@fox This "Training for AI" is just another version of selling your info to 3rd party.
Let's bet that a year from now, those companies will be selling those data, whether it's in the form of training data, or trained models to 3rd parties.
Even the fucking mental health and suicide hotline apps are selling your data to whatever the fuck AI / 3rd party advertisers
@fox Bullshit explanations aside, what they do is still use their users' data, irrespective of whether they hide their tracks after the fact; and as per the GDPR, this use requires prior information and prior consent collection -- i.e., opt-in. Any other way is in breach of the GDPR. If you're in Europe, ask them to provide you with proof that you were informed and consented before the fact.
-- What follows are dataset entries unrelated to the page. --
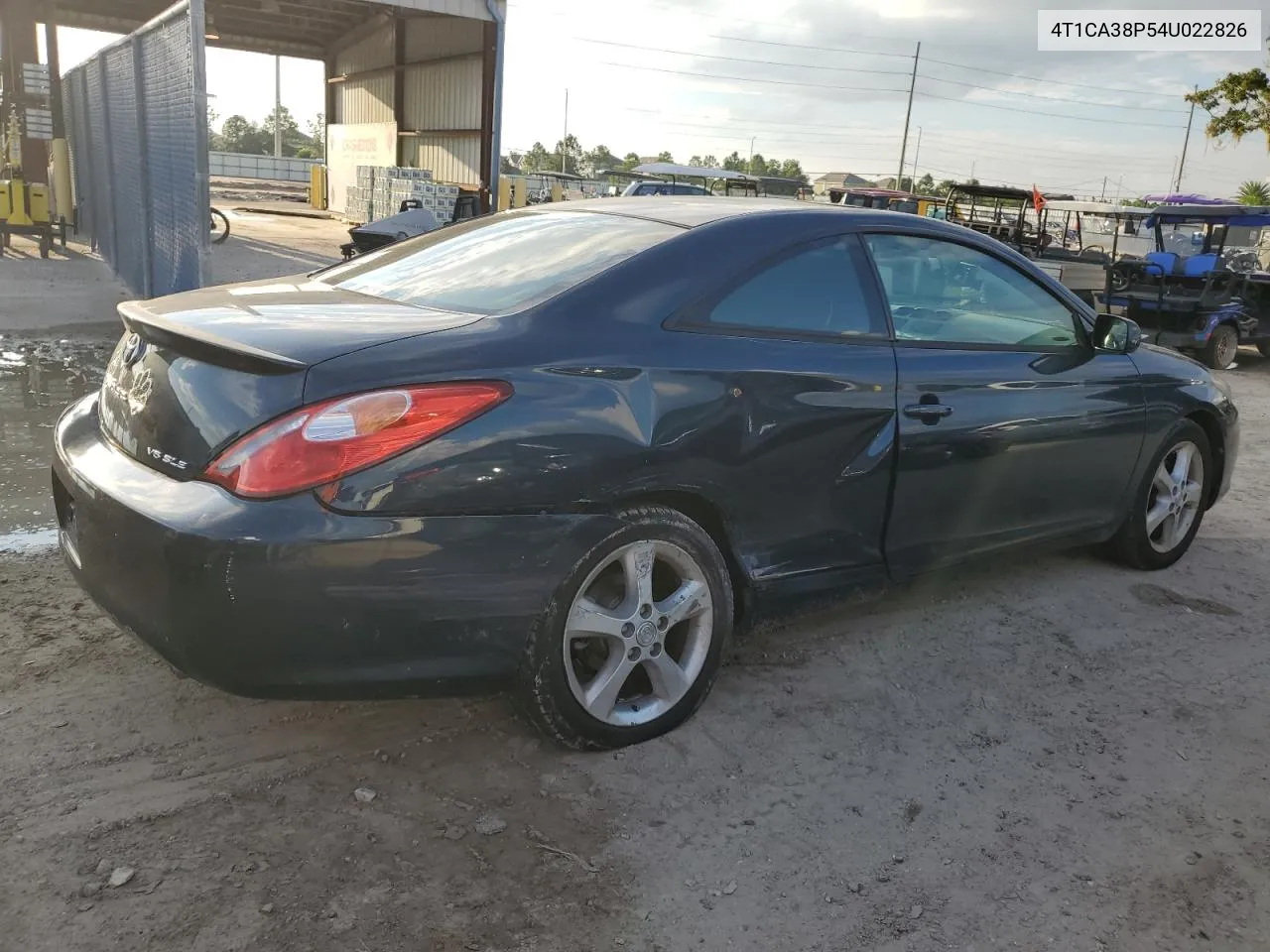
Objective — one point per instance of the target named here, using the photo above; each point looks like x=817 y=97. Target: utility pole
x=1185 y=143
x=277 y=107
x=908 y=114
x=917 y=151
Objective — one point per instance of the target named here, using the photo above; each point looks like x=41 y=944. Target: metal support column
x=399 y=85
x=145 y=212
x=19 y=45
x=108 y=159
@fox what a bunch of neo-luddites author and people in replies are. AI will learn on all of us and will make most of us useless. And you can do nothing against progress, but complain
@fox This feels like a case of something that isn't actually legal and they're just counting on people to not take it to court. I'm no expert mind you, but I think we haven't reached the point it's actually legal to hold people's data hostage against their expressly stated will.
@fox I'm running into the same thing as I near publication of my own audiobook. Almost all of the big (non-Audible) markets say, "We publish through Findaway Voices!" Meanwhile Findaway uses content for machine learning. Rights holders can opt-out, but narrators can't.
@fox I feel like this isn't new though. Before training for AI, it was data gathering for analytical and marketing purposes. That's how most free services could offer what they did, and Grammerly was no different. I didn't trust them from the get-go, because if them offering it for free. As the old saying goes, "if you're not paying for the product, you are the product." That holds just as true now as it did 5+ years ago during the start of the "Big Data" craze.